Moray’s only dedicated venue for exhibiting art will keep its doors open after turning its financial fortunes around.
Fears were raised the Moray Art Centre would have to close this month after management were set a deadline by their bank to clear its overdraft.
Yesterday, bosses at the Findhorn venue said its prospects had dramatically improved, securing its short term future.
They did warn, however, that the centre is “not out of the woods” just yet.
One reason for the upturn in fortunes is understood to be the art centre recording its first monthly profit in several years. Running costs previously meant the attraction was losing up to £2,000 per month.
Trustee Julia Law said an increase in donations and the appointment of three new directors had also played their part in turning around the centre’s financial position.
She said: “First and foremost, our overall debt has been significantly reduced thanks to some very kind donations.
“We are not out of the woods entirely but certainly in a stronger position. Also the last quarter has seen stronger results and we have seen some positive trading for the first time in years.”
New initiatives have been launched at the arts venue, which was officially opened in 2008, in an effort to increase footfall.
A social group, branded Art for Art’s Sake, has been formed to encourage enthusiasts to meet and share ideas.

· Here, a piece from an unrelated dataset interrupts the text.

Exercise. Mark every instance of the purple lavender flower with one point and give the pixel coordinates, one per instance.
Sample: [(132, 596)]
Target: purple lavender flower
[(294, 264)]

Open studio events are being run for talented youngsters and talks have begun with similar art venues across the north-east to learn lessons from their successes.
Meanwhile, volunteers are to imminently start work to transform the garden outside the centre in the hope of creating a space capable of hosting events.
Mrs Law added: “We’ve been coming up with ideas to get people coming to the centre on a more regular basis because one of the problems we have had is that the footfall has not been high enough.
“There have been some successes so far and we now hope to turn the garden into a space that’s a bit more usable.”
Princess Anne toured the building on a visit to the region in 2012. Within 12 months of that visit, the venue was forced to close temporarily as funding concerns began to surface.